Harmanci Arif, Gerstein Mark
Program in Computational Biology and Bioinformatics, Yale University, New Haven, Connecticut, USA.
Department of Molecular Biophysics and Biochemistry, Yale University, New Haven, Connecticut, USA.
Nat Methods. 2016 Mar;13(3):251-6. doi: 10.1038/nmeth.3746. Epub 2016 Feb 1.

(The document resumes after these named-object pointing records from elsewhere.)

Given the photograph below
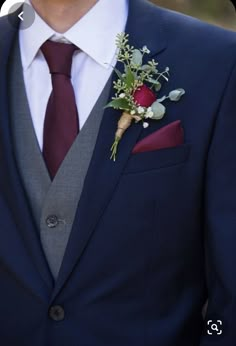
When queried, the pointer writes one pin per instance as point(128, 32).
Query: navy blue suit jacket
point(155, 233)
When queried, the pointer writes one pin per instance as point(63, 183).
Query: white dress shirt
point(95, 35)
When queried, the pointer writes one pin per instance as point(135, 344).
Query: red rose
point(144, 96)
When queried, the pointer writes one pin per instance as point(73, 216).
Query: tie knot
point(58, 57)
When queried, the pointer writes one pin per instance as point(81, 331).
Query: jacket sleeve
point(220, 223)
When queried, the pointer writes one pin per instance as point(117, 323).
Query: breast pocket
point(154, 160)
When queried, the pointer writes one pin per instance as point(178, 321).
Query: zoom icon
point(214, 327)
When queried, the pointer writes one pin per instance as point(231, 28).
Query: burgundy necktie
point(61, 124)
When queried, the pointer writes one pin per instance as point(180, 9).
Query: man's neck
point(61, 15)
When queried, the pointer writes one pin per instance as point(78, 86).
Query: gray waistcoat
point(53, 204)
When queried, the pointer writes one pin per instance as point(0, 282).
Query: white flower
point(122, 96)
point(145, 50)
point(141, 110)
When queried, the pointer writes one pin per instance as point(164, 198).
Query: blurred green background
point(220, 12)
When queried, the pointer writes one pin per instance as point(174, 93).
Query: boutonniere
point(137, 88)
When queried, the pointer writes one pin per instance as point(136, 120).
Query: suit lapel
point(103, 174)
point(20, 244)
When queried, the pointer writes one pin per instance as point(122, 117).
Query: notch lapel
point(104, 174)
point(20, 246)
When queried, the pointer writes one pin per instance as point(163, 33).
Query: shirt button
point(52, 221)
point(56, 313)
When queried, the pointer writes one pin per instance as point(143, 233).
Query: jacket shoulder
point(189, 29)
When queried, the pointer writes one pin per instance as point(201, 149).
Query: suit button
point(52, 221)
point(57, 313)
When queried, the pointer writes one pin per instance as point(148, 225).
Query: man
point(95, 252)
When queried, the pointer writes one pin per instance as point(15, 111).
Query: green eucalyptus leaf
point(137, 58)
point(176, 95)
point(158, 110)
point(118, 104)
point(129, 78)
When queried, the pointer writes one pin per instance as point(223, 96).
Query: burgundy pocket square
point(168, 136)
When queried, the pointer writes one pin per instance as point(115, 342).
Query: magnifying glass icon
point(214, 327)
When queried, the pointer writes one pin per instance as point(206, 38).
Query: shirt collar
point(95, 33)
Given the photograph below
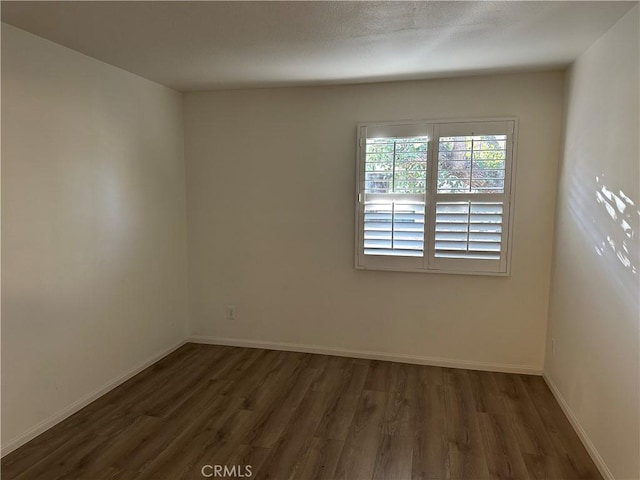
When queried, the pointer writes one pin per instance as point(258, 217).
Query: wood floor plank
point(301, 416)
point(394, 458)
point(379, 378)
point(400, 414)
point(430, 459)
point(504, 459)
point(531, 435)
point(486, 394)
point(572, 454)
point(337, 418)
point(358, 458)
point(466, 452)
point(321, 459)
point(287, 457)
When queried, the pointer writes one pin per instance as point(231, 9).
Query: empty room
point(320, 240)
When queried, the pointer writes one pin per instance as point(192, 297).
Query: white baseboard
point(84, 401)
point(370, 355)
point(582, 434)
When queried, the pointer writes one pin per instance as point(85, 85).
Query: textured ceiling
point(213, 45)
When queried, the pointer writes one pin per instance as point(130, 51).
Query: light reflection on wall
point(623, 213)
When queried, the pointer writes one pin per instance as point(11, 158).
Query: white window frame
point(428, 263)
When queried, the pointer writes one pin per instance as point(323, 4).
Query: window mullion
point(430, 204)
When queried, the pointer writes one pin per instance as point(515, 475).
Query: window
point(435, 196)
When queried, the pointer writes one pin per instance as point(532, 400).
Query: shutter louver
point(469, 200)
point(468, 230)
point(395, 179)
point(436, 196)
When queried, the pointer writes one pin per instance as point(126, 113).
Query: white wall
point(271, 191)
point(594, 315)
point(93, 227)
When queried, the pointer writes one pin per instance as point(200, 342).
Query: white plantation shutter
point(392, 188)
point(435, 197)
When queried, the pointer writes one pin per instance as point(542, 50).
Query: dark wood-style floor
point(295, 415)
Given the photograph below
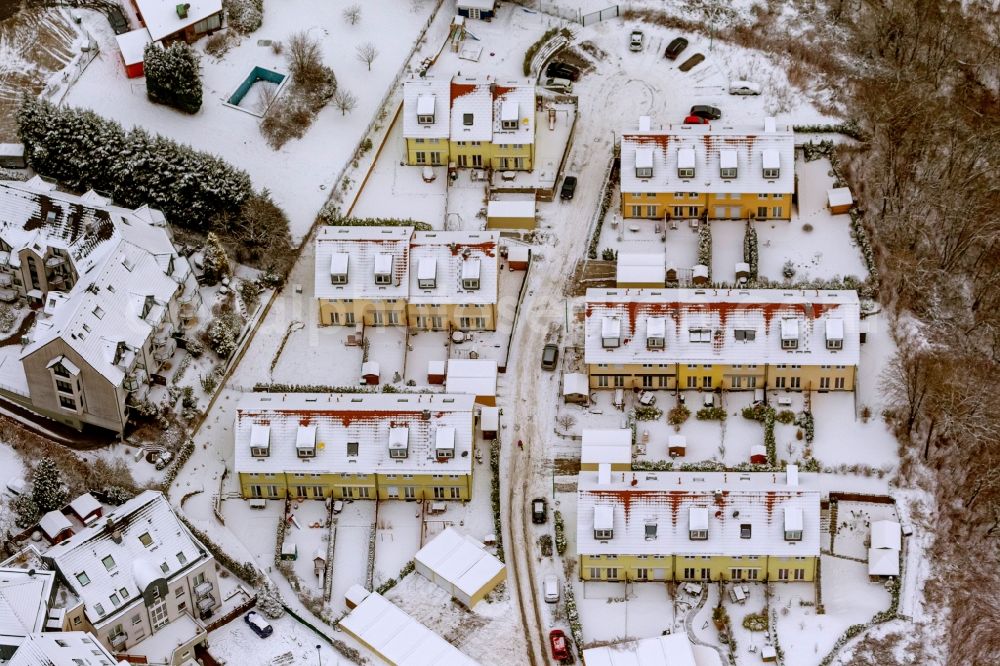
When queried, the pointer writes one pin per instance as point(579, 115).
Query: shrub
point(678, 415)
point(172, 76)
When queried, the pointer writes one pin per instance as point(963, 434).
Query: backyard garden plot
point(350, 556)
point(299, 175)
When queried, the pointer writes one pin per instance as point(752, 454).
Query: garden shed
point(460, 565)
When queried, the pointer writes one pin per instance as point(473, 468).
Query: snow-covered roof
point(575, 383)
point(476, 377)
point(883, 562)
point(641, 268)
point(886, 534)
point(370, 249)
point(669, 650)
point(132, 45)
point(514, 102)
point(110, 567)
point(426, 97)
point(471, 109)
point(85, 505)
point(61, 648)
point(606, 445)
point(446, 257)
point(24, 601)
point(702, 325)
point(459, 560)
point(518, 208)
point(368, 419)
point(677, 502)
point(707, 149)
point(162, 19)
point(397, 637)
point(54, 522)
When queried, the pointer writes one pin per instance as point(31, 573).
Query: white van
point(550, 588)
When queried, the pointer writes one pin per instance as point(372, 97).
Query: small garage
point(132, 47)
point(510, 214)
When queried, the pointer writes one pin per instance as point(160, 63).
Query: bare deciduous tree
point(344, 100)
point(367, 54)
point(352, 14)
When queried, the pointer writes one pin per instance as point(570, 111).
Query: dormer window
point(789, 334)
point(425, 109)
point(771, 164)
point(604, 522)
point(383, 268)
point(444, 442)
point(399, 442)
point(727, 164)
point(834, 333)
point(685, 163)
point(471, 271)
point(644, 163)
point(611, 332)
point(427, 273)
point(698, 523)
point(305, 442)
point(338, 267)
point(260, 441)
point(656, 328)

Studies on genomic privacy have traditionally focused on identifying individuals using DNA variants. In contrast, molecular phenotype data, such as gene expression levels, are generally assumed to be free of such identifying information. Although there is no explicit genotypic information in phenotype data, adversaries can statistically link phenotypes to genotypes using publicly available genotype-phenotype correlations such as expression quantitative trait loci (eQTLs). This linking can be accurate when high-dimensional data (i.e., many expression levels) are used, and the resulting links can then reveal sensitive information (for example, the fact that an individual has cancer). Here we develop frameworks for quantifying the leakage of characterizing information from phenotype data sets. These frameworks can be used to estimate the leakage from large data sets before release. We also present a general three-step procedure for practically instantiating linking attacks and a specific attack using outlier gene expression levels that is simple yet accurate. Finally, we describe the effectiveness of this outlier attack under different scenarios.
传统上,基因组隐私研究主要集中在利用DNA变异来识别个体。相比之下,分子表型数据,如基因表达水平,通常被认为不包含此类识别信息。尽管表型数据中没有明确的基因型信息,但对手可以利用公开可用的基因型-表型相关性,如表达数量性状位点(eQTL),通过统计方法将表型与基因型联系起来。当使用高维数据(即许多表达水平)时,这种联系可以很准确,而由此产生的联系可能会揭示敏感信息(例如,个体患有癌症这一事实)。在这里,我们开发了一些框架,用于量化从表型数据集中泄露的特征信息。这些框架可用于在发布之前估计大数据集的信息泄露情况。我们还提出了一个实际实施关联攻击的通用三步程序,以及一种使用异常基因表达水平的特定攻击,该攻击简单但准确。最后,我们描述了这种异常值攻击在不同场景下的有效性。